Wednesday, December 23, 2009

Jonah on Obama's Failure

Beautiful and on the mark! Excerpt:

Consider his signature domestic priority: healthcare reform. After a year of working on it, his progressive base is either profoundly disappointed with him or seethingly angry. His Republican and conservative opponents are not only furious, they are emboldened. And independents -- who've been deserting the Democrats in polls and off-year elections -- are simply disgusted with the whole spectacle. Most important, an administration that once preened over its people-power roots, can't even claim that Americans like what he's doing.

The bill does have its supporters: inside-the-Beltway pundits and Capitol Hill deal-makers, the pharmaceutical industry and the supposedly rapacious insurance companies (don't take my word for it, just ask Howard Dean -- or your stockbroker).

Under the Clintonian paradigm of governance, Nebraska Democrat Ben Nelson's parlaying of his pro-life objections to the Senate bill into a windfall for his state and Vermont Sen. Bernie Sanders' leveraging of his socialist principles for billions in special deals would be dramatic twists in a conventional story of LBJ-style arm-twisting.

Here's another great line: "He promised the oceans would stop rising but delivered a nonbinding something-or-other in Copenhagen." That's what I ask my wife to give me each year for Christmas. A something-or-other with a twist of lemon and an ice-cube.

Then we end with the devastating conclusion:

Obama's rhetorical audacity breeds cynicism, because utopianism always comes up short. Obama has many victories ahead of him, but his cause is already lost.

Well said, mate.

Tuesday, December 22, 2009

Ollie North: Obama is "Man of the Fear"

Here's a good rundown of Barack Obama's historic fear-mongering in his first year as President. Excerpt:

Nine days after his Inaugural address, the President said: “These urgent dangers to our national and economic security are compounded by the long-term threat of climate change, which, if left unchecked, could result in violent conflict, terrible storms, shrinking coastlines, and irreversible catastrophe.”

On February 4, 2009, speaking of the urgent need to “stimulate” the economy through massive government spending and debt, Obama told us, “We know that even if we do everything we should, this crisis was years in the making, and it will take more than weeks or months to turn things around. But make no mistake: A failure to act, and act now, will turn crisis into a catastrophe and guarantee a longer recession, a less robust recovery, and a more uncertain future. Millions more jobs will be lost. More businesses will be shuttered. More dreams will be deferred.”

Five days later, in Elkhart, Indiana, he warned of dire damage if he was not given “the tools” he needs to “fix” our problems: “Economists from across the spectrum have warned that if we don't act immediately, millions of more jobs will be lost. The national unemployment rates will approach double digits not just here in Elkhart, all across the country. More people will lose their homes and their health care. And our nation will sink into a crisis that at some point we may be unable to reverse.”

By June 17, the President was hyping the catastrophic consequences of failing to enact more onerous government controls on the U.S. economy: “millions of people have had their lives profoundly disrupted by developments in the financial system, most severely in our recent crisis.
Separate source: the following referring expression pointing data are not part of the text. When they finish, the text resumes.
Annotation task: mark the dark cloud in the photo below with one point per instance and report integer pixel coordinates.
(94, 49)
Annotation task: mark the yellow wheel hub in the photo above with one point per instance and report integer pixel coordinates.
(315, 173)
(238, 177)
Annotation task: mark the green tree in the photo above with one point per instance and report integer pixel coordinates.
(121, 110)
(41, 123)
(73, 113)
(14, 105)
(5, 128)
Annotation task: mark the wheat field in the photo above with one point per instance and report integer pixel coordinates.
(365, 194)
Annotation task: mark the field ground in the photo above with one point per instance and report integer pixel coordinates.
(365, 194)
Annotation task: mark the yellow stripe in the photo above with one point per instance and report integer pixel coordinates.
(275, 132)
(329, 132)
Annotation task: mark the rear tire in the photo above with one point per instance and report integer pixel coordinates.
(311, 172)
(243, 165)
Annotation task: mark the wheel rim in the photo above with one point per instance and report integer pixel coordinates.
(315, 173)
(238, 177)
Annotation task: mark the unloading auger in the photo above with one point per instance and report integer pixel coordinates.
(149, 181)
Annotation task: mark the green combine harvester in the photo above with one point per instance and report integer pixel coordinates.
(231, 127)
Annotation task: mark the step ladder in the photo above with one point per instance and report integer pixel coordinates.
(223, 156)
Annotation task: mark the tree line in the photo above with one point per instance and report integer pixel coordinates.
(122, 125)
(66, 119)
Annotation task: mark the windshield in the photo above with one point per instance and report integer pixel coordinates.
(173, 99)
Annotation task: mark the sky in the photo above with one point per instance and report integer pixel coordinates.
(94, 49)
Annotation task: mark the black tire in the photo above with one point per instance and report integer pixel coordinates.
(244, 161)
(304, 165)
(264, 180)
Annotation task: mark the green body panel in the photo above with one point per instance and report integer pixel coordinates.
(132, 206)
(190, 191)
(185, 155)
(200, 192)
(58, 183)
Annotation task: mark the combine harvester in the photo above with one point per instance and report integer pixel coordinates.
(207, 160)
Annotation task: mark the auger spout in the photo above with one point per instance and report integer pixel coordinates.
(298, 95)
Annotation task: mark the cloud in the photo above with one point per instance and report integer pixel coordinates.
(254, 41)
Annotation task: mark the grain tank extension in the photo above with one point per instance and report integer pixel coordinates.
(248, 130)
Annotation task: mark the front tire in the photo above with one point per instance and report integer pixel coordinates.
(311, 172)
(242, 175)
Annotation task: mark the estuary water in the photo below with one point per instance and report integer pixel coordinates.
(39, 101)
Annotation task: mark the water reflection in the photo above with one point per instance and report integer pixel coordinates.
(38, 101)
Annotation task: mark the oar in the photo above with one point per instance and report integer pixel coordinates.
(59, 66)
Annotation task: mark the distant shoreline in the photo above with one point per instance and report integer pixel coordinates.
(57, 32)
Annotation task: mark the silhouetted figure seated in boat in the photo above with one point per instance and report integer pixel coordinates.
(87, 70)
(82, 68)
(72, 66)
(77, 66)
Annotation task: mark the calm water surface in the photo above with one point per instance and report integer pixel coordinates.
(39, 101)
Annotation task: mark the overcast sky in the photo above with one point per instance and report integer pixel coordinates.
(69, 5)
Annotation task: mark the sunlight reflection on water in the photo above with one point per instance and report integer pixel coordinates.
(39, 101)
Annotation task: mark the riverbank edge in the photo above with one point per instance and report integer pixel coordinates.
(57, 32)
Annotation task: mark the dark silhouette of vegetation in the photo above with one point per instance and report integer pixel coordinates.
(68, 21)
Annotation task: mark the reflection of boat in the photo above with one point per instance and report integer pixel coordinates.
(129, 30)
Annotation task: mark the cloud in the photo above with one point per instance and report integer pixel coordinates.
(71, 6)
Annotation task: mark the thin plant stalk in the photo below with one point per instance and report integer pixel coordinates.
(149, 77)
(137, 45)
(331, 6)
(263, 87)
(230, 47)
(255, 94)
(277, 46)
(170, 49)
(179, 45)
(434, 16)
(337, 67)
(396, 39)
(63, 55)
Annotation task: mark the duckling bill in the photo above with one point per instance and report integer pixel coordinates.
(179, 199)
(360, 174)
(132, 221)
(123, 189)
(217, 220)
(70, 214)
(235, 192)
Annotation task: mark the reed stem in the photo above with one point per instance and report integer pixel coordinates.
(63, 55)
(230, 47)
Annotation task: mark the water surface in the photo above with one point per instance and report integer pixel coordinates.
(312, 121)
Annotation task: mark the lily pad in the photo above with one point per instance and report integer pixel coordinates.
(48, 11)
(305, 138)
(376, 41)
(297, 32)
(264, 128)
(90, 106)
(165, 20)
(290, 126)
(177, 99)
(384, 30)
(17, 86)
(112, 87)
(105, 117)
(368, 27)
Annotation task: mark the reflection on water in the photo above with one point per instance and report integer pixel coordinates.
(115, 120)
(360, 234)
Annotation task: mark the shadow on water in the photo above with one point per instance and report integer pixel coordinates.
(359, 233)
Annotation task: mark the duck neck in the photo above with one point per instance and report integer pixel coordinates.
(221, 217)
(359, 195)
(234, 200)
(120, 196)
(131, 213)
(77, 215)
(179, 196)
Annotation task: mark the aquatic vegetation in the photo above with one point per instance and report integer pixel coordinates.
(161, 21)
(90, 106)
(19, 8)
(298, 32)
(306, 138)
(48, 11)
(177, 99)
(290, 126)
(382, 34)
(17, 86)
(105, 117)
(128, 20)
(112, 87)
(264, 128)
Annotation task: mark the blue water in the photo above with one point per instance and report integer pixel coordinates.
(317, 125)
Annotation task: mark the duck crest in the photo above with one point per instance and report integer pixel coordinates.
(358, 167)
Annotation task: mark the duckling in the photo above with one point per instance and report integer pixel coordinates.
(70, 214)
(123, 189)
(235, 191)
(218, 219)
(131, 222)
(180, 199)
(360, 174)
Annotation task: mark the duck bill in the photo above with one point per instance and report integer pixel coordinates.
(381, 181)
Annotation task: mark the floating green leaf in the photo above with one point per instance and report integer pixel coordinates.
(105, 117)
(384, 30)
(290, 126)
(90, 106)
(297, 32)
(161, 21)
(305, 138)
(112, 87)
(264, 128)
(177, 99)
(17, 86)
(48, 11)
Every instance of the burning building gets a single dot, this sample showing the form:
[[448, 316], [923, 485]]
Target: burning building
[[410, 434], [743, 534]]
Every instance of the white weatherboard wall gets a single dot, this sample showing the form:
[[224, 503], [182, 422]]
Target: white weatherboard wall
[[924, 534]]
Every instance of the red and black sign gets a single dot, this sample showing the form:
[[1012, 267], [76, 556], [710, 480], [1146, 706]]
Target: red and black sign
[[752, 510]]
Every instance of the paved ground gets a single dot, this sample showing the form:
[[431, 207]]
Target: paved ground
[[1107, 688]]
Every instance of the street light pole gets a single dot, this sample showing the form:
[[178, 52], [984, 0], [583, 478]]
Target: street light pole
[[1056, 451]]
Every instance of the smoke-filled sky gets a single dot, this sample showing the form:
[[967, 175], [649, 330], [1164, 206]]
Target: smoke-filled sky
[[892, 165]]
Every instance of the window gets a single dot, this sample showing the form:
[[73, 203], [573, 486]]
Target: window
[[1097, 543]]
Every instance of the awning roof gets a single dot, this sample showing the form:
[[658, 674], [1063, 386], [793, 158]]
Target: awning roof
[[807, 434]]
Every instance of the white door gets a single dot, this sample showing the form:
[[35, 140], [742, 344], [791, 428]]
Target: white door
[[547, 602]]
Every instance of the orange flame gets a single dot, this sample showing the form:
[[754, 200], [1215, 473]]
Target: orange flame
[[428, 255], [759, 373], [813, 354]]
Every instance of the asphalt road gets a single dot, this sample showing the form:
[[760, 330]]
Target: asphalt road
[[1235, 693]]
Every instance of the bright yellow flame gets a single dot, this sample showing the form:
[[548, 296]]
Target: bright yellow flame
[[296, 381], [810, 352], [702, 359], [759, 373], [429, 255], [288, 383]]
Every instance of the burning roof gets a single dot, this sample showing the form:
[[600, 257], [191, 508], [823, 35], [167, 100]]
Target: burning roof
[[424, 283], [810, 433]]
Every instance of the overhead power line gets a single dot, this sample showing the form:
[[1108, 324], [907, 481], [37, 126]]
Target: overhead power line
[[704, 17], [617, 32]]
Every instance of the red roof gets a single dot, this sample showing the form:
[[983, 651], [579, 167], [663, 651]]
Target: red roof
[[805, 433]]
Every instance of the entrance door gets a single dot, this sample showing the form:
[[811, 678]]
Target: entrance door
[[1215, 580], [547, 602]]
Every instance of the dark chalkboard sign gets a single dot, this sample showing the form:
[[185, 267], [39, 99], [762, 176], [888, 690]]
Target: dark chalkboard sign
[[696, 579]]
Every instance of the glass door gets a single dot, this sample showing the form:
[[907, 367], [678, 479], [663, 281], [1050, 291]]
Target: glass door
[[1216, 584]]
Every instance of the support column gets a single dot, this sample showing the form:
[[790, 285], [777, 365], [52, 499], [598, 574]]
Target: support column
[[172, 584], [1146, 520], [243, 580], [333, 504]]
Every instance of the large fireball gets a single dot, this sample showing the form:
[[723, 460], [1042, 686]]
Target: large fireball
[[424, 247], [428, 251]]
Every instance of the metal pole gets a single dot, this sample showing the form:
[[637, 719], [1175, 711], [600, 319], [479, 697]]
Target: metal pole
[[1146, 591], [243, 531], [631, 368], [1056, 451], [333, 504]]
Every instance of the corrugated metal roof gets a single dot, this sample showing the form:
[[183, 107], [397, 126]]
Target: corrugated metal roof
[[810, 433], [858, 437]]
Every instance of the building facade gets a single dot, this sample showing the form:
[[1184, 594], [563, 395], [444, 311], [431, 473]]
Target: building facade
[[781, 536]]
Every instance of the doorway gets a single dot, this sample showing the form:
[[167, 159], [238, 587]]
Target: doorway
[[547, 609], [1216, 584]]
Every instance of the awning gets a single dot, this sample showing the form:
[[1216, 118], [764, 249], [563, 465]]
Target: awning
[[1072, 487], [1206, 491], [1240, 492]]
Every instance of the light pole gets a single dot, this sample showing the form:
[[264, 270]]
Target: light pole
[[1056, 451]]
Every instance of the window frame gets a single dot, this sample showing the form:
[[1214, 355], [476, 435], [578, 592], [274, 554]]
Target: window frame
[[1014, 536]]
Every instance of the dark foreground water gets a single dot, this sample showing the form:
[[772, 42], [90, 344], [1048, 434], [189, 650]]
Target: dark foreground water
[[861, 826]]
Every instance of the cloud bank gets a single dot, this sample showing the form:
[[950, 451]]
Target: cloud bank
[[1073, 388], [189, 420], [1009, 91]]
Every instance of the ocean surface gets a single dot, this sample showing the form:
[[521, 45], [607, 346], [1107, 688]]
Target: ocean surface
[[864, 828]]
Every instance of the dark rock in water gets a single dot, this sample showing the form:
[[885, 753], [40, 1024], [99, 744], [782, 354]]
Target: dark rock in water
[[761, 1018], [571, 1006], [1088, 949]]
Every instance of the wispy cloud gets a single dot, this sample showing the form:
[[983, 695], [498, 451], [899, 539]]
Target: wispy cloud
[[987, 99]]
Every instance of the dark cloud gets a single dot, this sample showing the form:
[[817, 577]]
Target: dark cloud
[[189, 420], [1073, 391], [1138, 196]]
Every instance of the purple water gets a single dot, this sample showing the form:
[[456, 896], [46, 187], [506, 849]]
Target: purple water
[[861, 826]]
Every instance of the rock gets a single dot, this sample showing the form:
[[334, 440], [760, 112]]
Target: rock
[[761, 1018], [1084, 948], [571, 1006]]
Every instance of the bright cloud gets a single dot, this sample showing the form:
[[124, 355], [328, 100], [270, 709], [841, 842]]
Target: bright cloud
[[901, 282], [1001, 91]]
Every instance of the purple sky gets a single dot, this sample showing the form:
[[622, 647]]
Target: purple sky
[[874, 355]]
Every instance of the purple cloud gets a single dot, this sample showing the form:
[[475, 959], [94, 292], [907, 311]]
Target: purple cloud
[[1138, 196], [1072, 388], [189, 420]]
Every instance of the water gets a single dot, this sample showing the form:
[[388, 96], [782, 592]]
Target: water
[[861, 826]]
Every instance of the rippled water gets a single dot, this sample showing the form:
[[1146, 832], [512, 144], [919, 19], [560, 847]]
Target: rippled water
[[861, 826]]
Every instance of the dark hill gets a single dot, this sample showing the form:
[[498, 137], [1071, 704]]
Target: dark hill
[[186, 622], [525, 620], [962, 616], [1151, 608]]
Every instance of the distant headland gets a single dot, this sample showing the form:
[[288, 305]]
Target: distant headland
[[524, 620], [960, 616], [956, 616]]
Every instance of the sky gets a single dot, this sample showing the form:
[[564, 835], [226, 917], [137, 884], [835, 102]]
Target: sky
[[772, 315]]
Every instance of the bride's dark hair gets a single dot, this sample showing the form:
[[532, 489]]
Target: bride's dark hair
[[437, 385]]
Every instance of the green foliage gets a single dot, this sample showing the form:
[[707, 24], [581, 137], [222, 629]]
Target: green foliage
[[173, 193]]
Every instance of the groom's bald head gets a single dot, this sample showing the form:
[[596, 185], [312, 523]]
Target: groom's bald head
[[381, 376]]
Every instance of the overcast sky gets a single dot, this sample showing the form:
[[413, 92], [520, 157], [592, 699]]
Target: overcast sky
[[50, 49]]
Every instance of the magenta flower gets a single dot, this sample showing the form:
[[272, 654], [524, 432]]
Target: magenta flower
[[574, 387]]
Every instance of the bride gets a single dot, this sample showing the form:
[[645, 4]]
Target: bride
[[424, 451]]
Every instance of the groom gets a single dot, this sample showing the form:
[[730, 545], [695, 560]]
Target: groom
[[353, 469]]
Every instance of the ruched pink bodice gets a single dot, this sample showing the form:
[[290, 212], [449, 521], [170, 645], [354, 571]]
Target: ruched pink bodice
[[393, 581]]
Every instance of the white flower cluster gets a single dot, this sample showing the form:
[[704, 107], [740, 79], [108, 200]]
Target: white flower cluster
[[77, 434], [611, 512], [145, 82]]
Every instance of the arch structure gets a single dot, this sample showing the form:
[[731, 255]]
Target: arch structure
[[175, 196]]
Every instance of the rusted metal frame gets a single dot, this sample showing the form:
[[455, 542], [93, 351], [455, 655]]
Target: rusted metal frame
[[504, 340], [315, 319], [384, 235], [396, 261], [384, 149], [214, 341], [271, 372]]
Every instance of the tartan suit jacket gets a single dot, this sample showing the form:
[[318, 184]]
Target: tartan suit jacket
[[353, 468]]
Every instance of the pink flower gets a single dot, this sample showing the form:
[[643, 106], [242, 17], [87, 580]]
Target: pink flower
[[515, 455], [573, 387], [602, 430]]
These aren't just numbers on a ledger. This is a child's chance to get an education. This is a family's ability to pay their bills or stay in their homes. This is the right of our seniors to retire with dignity and security and respect. These are American dreams, and we should not accept a system that consistently puts them in danger.”

The presidential fright-mongering continues unabated. On September 9, he boldly promised a Joint Session of Congress, “I will not sign a plan that adds one dime to our deficits.” He then threatened, “if we do nothing…our deficit will grow. More families will go bankrupt. More businesses will close. More Americans will lose their coverage when they are sick and need it the most. And more will die as a result.”

Along the same lines, I've been thinking about how the vague and lofty Obama campaign promise to unite everybody in the country and be "post-partisan" will be served by passing his small "s" single-payer health care system. After all, pro-lifers like me will get to finance abortions across the not-so-fruited plain and the radical envirofreaks will get to finance healthcare for my family of seven while we devour resources like bulemic locusts. Everyone will have so much to be happy about, and we'll all give the Big Guy an A minus during his next appearance on an Oprah-clone show.

Monday, December 21, 2009

Lux Lex

Something bright on the longest night
I met this little guy--
Alexander Maria Fry
Yeah, another guy--
Number five.

That's a short bit of poultry for you. Not quite Shelley, but he was a vegetarian. Anyway, he was born this morning at 5:40am and weighed in at 7 pounds 10 ounces. Nineteen inches. Mom and baby are doing fine, sleeping, sleeping. The other four are over at our friends spreading their germs around. I'm strung out on adrenaline.